Dewey Square and the Rose Kennedy Greenway are publicly owned but privately maintained spaces, and as such, it was inevitable that the protesters would be forced to leave at some point. Especially with the onset of the winter weather and the ban on winterized tents at the encampment, there was no possible way that occupiers’ stay in Dewey Square could have come to a happy ending.

Conditions in Dewey Square also would have lent themselves to the group’s disbandment. Problems with sanitation, fire hazards, the homeless and drug dealers prevalent throughout the encampment would only have escalated during the wintertime and endangered those who live there.

Many other city courts have done the same with their Occupy protests; in fact, other cities have taken a less judicial approach in dealing with the protesters.
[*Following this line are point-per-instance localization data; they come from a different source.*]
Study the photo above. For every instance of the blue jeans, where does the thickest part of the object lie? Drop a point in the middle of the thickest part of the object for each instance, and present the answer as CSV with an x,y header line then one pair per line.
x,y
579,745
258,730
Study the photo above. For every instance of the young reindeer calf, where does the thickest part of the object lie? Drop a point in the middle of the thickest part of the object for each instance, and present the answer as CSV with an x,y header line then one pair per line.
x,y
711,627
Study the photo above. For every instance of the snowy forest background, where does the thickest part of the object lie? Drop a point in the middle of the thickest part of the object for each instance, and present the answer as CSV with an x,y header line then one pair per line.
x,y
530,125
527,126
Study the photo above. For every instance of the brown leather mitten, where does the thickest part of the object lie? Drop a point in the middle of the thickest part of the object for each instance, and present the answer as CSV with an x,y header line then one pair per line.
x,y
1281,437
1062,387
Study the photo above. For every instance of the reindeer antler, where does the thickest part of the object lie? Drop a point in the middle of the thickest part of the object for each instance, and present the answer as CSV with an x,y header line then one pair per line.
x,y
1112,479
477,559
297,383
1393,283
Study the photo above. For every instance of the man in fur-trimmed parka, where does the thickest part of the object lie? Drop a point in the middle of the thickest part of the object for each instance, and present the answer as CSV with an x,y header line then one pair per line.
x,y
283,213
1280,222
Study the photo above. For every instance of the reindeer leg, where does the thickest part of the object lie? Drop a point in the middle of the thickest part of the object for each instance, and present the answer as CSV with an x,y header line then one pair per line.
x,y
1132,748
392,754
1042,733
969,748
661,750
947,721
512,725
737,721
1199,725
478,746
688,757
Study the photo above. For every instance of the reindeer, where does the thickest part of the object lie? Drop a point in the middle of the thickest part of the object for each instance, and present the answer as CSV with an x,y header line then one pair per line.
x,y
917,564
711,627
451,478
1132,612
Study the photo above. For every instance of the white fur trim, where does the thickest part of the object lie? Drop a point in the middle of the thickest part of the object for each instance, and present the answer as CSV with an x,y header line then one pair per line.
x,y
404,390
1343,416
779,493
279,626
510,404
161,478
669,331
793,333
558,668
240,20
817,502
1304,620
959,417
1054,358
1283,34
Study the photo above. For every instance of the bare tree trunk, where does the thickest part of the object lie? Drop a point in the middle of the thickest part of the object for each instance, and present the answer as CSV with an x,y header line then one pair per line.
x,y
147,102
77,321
Occupy Boston participants should be grateful that the city has maintained some modicum of proper procedure and logic throughout the legal interactions with the protesters.

This new development could prove pivotal in the Occupy movement. If protesters are forced to leave, will they move their demonstration to another location? Will they take to the pages of the Internet? Or will the movement fizzle out? If protesters can organize their message and formulate concrete goals once and for all, they can prove that their message can extend beyond Dewey Square and in doing so, legitimize the whole movement. Until then however, the judge was absolutely justified in making her decision to remove the protesters’ protection against eviction.